Gericht: Oberlandesgericht Dresden
Beschluss verkündet am 18.03.2004
Aktenzeichen: 22 WF 3/04
Rechtsgebiete: FGG, ZPO


Vorschriften:

FGG § 14
FGG § 22
ZPO § 127
Im Verfahren der freiwilligen Gerichtsbarkeit findet gegen die erstinstanzliche Versagung von Prozesskostenhilfe die sofortige Beschwerde in der Zweiwochenfrist gemäß § 22 FGG statt (wie OLG Celle, FGPrax 2003, 30 und OLG Saarbrücken, OLGR 2003, 450).
Oberlandesgericht Dresden des 22. Zivilsenats - Familiensenat -

Beschluss

Aktenzeichen: 22 WF 0003/04

vom 18. März 2004

In der Familiensache

wegen Regelung des Umgangs

hier: Prozesskostenhilfe

hat der 22. Zivilsenat - Familiensenat - des Oberlandesgerichts Dresden ohne mündliche Verhandlung durch

Richterin am Oberlandesgericht Maciejewski, Richter am Landgericht Tiedemann und Richterin am Amtsgericht Kohlschmid

beschlossen:

Tenor:

Die sofortige Beschwerde des Antragstellers gegen den Beschluss des Amtsgerichtes - Familiengericht - Dresden vom 12. November 2003 wird als unzulässig verworfen.

Gründe:

I.

Der Antragsteller hat mit einem am 26.09.2003 bei dem Amtsgericht - Familiengericht - Dresden eingegangenen Schriftsatz einen Antrag auf Regelung des Umgangs mit seiner Tochter Lxxxx Txxxxxx gestellt und gleichzeitig um die Bewilligung von Prozesskostenhilfe nachgesucht.
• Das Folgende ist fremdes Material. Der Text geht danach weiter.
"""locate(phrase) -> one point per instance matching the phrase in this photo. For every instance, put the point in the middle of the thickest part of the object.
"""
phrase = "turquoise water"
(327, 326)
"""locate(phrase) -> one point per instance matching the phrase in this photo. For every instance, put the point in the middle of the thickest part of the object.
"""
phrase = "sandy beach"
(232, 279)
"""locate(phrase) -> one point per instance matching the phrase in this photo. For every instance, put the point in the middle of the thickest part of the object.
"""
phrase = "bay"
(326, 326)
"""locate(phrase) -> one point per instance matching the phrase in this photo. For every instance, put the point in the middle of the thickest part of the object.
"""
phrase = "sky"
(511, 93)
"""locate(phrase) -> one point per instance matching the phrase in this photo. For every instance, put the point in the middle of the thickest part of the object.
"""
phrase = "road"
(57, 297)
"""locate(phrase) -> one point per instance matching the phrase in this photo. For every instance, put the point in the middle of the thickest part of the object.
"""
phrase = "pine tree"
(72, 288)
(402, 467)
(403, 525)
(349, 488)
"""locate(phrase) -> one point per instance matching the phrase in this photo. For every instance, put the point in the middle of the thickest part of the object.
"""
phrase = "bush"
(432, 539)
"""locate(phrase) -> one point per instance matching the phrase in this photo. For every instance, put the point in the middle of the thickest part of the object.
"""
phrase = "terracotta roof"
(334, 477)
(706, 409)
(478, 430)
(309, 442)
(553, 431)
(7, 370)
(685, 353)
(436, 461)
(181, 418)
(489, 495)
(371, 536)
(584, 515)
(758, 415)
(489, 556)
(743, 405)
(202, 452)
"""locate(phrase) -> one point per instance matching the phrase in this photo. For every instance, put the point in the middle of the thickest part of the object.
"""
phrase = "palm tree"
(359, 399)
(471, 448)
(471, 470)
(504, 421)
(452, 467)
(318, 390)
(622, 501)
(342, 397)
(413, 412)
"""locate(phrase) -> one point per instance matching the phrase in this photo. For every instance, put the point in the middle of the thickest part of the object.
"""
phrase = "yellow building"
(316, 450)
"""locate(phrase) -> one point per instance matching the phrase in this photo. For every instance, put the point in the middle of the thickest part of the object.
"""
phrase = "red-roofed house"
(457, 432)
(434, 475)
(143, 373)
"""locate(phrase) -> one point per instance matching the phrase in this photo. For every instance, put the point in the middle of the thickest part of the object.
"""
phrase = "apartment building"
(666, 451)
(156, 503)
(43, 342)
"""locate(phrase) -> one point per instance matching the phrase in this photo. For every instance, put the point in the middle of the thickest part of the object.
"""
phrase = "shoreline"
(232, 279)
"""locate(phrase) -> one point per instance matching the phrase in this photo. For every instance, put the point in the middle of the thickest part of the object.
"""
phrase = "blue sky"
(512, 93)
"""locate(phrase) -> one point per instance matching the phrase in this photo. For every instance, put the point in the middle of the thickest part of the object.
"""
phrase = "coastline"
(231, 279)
Das Familiengericht hat mit Beschluss vom 12.11.2003 die begehrte Prozesskostenhilfe versagt. Dieser Beschluss ist der Verfahrensbevollmächtigten des Antragstellers am 27.11.2003 zugestellt worden.
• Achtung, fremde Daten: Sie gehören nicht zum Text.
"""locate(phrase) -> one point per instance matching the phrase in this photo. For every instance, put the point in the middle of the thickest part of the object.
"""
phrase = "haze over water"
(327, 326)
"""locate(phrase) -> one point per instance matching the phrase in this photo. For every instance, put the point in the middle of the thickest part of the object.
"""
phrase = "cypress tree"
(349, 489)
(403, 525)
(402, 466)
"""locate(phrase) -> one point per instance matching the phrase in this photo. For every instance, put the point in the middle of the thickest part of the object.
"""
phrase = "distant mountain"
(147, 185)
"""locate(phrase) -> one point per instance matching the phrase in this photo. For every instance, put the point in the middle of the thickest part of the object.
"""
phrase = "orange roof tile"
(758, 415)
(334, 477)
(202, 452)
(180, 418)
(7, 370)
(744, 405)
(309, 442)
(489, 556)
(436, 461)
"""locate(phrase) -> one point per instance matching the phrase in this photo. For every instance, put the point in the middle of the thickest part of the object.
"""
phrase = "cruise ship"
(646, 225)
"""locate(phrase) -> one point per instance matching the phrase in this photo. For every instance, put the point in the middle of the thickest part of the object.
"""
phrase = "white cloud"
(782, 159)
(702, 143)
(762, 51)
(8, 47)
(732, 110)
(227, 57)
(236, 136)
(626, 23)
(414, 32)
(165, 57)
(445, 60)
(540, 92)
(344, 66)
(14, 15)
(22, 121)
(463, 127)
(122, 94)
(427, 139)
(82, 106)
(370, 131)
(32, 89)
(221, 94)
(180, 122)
Hiergegen richtet sich die am 24.12.2003 bei dem Familiengericht eingegangene sofortige Beschwerde des Antragstellers, mit der er sein erstinstanzliches Prozesskostenhilfegesuch weiterverfolgt.

Mit Beschluss vom 30.12.2003 hat das Familiengericht der sofortigen Beschwerde nicht abgeholfen und die Sache dem Oberlandesgericht Dresden zur Entscheidung vorgelegt.

II.

Das Rechtsmittel ist unzulässig, weil es nicht in der gesetzlichen Frist eingelegt ist.

1.1.

Bei der Bewilligung von Prozesskostenhilfe im Verfahren der Freiwilligen Gerichtsbarkeit finden gemäß § 14 FGG die Vorschriften der ZPO, d.h. die §§ 114 ff. ZPO, entsprechende Anwendung. Diese Verweisung bedeutet aber nur, dass zur Beurteilung der Statthaftigkeit des Rechtsmittels die Regelungen der ZPO heranzuziehen sind, wohingegen sich das Verfahren im Übrigen - insbesondere hinsichtlich des zur Entscheidung über das Rechtsmittel berufenen Gerichts, der einzuhaltenden Frist und Form sowie der Beschwerdeberechtigung - nach den Vorschriften des FGG (§§ 19 ff. FGG) richtet (vgl. BayObLG, NJW 2002, 2573; OLG Celle, FGPrax 2003, 30; OLG Saarbrücken, OLGR 2003, 450, 451; OLG Bamberg, NJW-RR 2003, 1163; OLG Frankfurt, FGPrax 2003, 175; Keidel/Zimmermann, FGG, 15. Aufl., § 14, Rdnr. 34 a).

1.2.

Nach § 127 Abs. 2 Satz 2 Halbs. 1 ZPO i.V.m. § 567 Abs. 1 Satz 1 Nr. 1 ZPO in der seit dem 01.01.2002 geltenden Fassung findet gegen die erstinstanzliche Versagung der Prozesskostenhilfe die sofortige Beschwerde statt, während nach § 127 Abs. 2 Satz 2 ZPO a.F. die einfache unbefristete Beschwerde eröffnet war. Diese Einschränkung der Statthaftigkeit des Rechtsmittels ist auch im Verfahren der Freiwilligen Gerichtsbarkeit zu beachten. Dort ist die bei Einlegung der sofortigen Beschwerde einzuhaltende Frist in § 22 Abs. 1 FGG geregelt. Danach ist sie binnen zwei Wochen seit Bekanntmachung der Verfügung an den Beschwerdeführer, d.h. seit Zustellung (§ 16 Abs. 2 Satz 1 Halbs. 1 FGG) einzulegen. Die in § 127 Abs. 2 Satz 3 ZPO i.V.m. § 569 Abs. 1 Satz 1 ZPO für den Zivilprozess normierte Frist von einem Monat gilt nicht, weil sie die Zulässigkeit des Rechtsmittels und nicht dessen Statthaftigkeit betrifft (vgl. OLG Celle, FGPrax 2003, 30; OLG Saarbrücken, OLGR 2003, 450, 451; Demharter, NZM 2002, 233, 236). Auf diese Rechtslage hat der Senat vor Erlass der Entscheidung hingewiesen.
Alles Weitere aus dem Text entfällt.